Note that the functional blocks, operations, features, methods, devices, and systems described in the present disclosure may be integrated or divided into different combinations of systems, devices, and functional blocks. Any suitable programming language and programming techniques may be used to implement the routines of particular implementations. Different programming techniques may be employed, e.g., procedural or object-oriented. The routines may be executed on a single processing device or multiple processors. Although the steps, operations, or computations may be presented in a specific order, the order may be changed in different particular implementations. In some implementations, multiple steps or operations shown as sequential in this specification may be performed at the same time.

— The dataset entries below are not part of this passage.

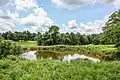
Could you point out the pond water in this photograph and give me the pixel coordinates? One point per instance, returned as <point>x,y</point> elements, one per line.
<point>31,55</point>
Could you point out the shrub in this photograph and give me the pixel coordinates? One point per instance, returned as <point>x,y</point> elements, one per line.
<point>1,38</point>
<point>9,48</point>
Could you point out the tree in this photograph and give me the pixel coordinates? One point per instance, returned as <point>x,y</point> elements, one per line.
<point>112,28</point>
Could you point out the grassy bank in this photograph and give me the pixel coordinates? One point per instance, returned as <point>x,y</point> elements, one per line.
<point>45,69</point>
<point>96,51</point>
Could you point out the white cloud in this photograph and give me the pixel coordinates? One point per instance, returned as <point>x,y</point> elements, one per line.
<point>3,2</point>
<point>94,27</point>
<point>72,3</point>
<point>38,20</point>
<point>24,4</point>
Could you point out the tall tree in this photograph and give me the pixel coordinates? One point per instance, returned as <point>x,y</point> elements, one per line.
<point>112,28</point>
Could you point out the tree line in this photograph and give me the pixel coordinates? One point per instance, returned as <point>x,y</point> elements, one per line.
<point>110,35</point>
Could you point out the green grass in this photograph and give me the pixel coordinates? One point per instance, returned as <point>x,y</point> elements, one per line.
<point>96,51</point>
<point>31,44</point>
<point>46,69</point>
<point>100,47</point>
<point>27,43</point>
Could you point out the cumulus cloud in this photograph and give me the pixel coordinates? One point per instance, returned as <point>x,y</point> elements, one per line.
<point>71,3</point>
<point>24,4</point>
<point>3,2</point>
<point>94,27</point>
<point>8,20</point>
<point>38,20</point>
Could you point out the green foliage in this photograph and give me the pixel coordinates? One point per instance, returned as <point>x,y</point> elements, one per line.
<point>1,38</point>
<point>9,48</point>
<point>46,69</point>
<point>112,28</point>
<point>19,36</point>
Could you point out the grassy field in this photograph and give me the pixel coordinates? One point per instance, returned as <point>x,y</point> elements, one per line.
<point>27,43</point>
<point>46,69</point>
<point>90,47</point>
<point>17,68</point>
<point>96,51</point>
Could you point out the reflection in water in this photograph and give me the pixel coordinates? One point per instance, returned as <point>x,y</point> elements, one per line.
<point>30,55</point>
<point>77,56</point>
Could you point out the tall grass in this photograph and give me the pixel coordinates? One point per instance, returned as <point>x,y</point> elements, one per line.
<point>46,69</point>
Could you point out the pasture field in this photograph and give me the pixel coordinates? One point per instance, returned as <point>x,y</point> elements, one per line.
<point>13,68</point>
<point>89,47</point>
<point>26,43</point>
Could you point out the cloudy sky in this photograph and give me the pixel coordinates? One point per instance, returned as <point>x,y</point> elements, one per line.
<point>84,16</point>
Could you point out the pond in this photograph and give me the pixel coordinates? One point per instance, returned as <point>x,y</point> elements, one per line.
<point>34,55</point>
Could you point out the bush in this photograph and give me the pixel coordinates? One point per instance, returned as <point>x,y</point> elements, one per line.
<point>9,48</point>
<point>1,38</point>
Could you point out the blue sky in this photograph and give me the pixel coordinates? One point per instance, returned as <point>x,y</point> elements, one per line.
<point>84,16</point>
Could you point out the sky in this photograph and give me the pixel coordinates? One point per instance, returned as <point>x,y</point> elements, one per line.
<point>83,16</point>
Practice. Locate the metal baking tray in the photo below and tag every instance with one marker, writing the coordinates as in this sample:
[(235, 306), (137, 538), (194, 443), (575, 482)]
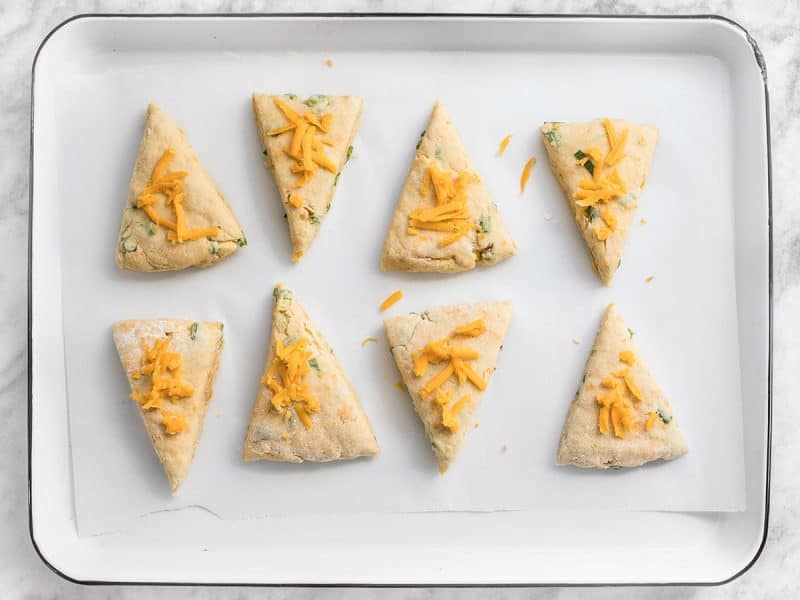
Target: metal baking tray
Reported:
[(459, 548)]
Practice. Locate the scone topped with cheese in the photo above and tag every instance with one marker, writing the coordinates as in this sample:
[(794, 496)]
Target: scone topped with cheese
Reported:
[(175, 217), (446, 356), (306, 143), (171, 365), (619, 417), (306, 408), (445, 220), (602, 167)]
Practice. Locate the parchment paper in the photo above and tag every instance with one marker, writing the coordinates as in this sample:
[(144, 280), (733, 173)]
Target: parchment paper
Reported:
[(685, 319)]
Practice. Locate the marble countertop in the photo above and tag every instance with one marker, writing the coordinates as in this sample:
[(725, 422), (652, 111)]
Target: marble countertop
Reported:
[(775, 26)]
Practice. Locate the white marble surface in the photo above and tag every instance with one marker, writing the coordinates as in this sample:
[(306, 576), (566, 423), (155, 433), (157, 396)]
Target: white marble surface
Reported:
[(776, 27)]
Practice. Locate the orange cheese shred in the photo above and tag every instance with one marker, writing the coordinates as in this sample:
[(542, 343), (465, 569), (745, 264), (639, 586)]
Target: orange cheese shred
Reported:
[(285, 378), (526, 174), (450, 213), (171, 186), (305, 147), (164, 369), (457, 358), (392, 299), (633, 388)]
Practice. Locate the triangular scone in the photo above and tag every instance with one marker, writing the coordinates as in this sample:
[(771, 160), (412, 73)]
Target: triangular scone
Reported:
[(306, 181), (168, 179), (306, 409), (171, 365), (601, 181), (445, 220), (619, 417), (446, 356)]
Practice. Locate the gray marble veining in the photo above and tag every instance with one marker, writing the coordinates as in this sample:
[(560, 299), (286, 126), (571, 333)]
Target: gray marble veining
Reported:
[(775, 26)]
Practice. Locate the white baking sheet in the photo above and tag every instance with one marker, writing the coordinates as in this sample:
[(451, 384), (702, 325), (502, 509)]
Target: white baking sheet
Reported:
[(685, 320)]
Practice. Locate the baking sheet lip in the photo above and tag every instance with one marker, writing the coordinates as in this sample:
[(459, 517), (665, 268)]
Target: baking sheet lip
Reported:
[(760, 62)]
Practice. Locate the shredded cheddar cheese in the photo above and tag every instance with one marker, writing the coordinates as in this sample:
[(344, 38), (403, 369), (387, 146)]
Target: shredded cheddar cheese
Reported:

1. A computer-implemented method comprising:
collecting, using one or more processors, data associated with a tax-exempt organization to produce collected data;
preparing, using the one or more processors, the collected data to produce prepared data;
processing, using the one or more processors, the prepared data to produce processed data;
programmatically performing an accounting process, using the one or more processors, on the processed data;
integrating and mapping, using the one or more processors, result data of the programmatic accounting process, wherein the integrating and mapping include placing data into appropriate locations within an electronic IRS Form 990; and
electronically filing, using the one or more processors, the electronic IRS Form 990.
2. The method of claim 1, further comprising providing a virtual assistant configured to provide recommendations and notifications.
3. The method of claim 1, wherein the collecting includes collecting static and dynamic data of the TEO.
4. The method of claim 1, wherein preparing the data includes cleansing the data and validating the data.
5. The method of claim 1, wherein processing the data includes processing static data and dynamic data.
6. The method of claim 1, wherein the accounting includes:
extracting Form 990 data from processed data via hyperautomation;
programmatically transforming extracted TEO data into electronic IRS Form 990 schedules via hyperautomation; and
classifying each revenue item, expense item, program service item and personnel member.
7. The method of claim 1, wherein the data integration and mapping include combining and structuring data.